For production systems needing high reliability, test with thousands of examples using parallel execution to catch variance and edge cases.

4. Model Capabilities Shape Optimal Approach

GPT-4o-mini is optimized for efficiency over complex reasoning. It excels at pattern matching but struggles with multi-step conditional logic.

For smaller/faster models, conceptual prompts leveraging pattern recognition often outperform programmatic logic. Larger models (GPT-4, O1) may handle both approaches better.

5. Align Instructions with Training Data

LLMs have seen millions of examples of:

  • “Identify the user’s intent from these options”
  • “Extract relevant information”
  • “Match input to categories”

They’ve seen far fewer examples of nested conditional logic expressed in natural language. Use instruction patterns that match the model’s training distribution.

6. Know When Programmatic Wins

Conceptual isn’t always better. Programmatic prompts work better for:

  • Multi-step mathematical reasoning - Explicit steps prevent calculation errors
  • Audit-required tasks - Need visible reasoning traces
  • Rule-based transformations - Specific algorithms must be followed exactly
  • Complex multi-step workflows - Tasks requiring 5+ distinct reasoning steps

For semantic tasks like intent recognition and classification, conceptual prompts align with model strengths.

The mental shift:

From: “I need to tell the model exactly how to do this” To: “I need to describe what I want, let the model figure out how”

Conclusion

Same task. Same model (GPT-4o-mini). Different prompt style.
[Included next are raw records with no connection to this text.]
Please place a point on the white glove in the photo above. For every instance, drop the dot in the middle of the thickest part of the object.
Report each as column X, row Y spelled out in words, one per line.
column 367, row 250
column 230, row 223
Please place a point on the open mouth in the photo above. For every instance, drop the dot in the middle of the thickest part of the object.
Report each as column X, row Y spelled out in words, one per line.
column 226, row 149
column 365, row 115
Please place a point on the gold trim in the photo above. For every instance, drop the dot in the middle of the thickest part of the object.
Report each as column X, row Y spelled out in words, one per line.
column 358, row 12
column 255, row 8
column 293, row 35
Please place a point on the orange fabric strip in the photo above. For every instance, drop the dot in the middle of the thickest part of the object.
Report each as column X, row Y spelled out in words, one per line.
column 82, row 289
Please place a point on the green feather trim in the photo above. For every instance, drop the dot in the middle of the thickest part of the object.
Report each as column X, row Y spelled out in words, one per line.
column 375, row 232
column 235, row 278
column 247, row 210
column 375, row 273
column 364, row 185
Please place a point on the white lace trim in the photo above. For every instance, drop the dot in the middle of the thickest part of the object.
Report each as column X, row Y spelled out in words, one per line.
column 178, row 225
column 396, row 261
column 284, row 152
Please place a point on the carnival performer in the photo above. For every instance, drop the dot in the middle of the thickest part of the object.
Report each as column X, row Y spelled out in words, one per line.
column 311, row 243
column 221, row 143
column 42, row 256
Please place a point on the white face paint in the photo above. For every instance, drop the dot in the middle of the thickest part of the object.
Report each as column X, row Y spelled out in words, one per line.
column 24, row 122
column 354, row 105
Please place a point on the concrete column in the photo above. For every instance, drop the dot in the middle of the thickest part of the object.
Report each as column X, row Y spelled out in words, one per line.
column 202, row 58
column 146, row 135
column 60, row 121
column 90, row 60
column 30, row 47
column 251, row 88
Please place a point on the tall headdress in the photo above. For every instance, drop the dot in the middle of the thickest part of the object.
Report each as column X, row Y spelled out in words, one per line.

Programmatic approach: 5/10 in testing batches Conceptual approach: 10,000/10,000 (100%) success rate

The lesson isn’t that programmatic prompts are bad. It’s that task type matters. Intent recognition is semantic pattern matching, and LLMs are naturally good at that when we let them use their pattern-matching abilities instead of forcing them to execute algorithmic logic.

Note: These results are specific to GPT-4o-mini on this particular task. Larger models like GPT-4 or O1 may handle both approaches differently, but the principle remains: match your prompt style to the task type and model capabilities.

The hour I spent rewriting from programmatic to conceptual, plus rigorous testing at scale, saved weeks of debugging inconsistent intent recognition in production.

Your turn: If you’re writing a prompt with nested “if-then-else” logic for a semantic task, try this experiment:

  1. Delete the conditionals
  2. Describe the goal in plain language
  3. Test both versions at scale (1000+ examples)
  4. Measure the difference

You might be surprised by the results.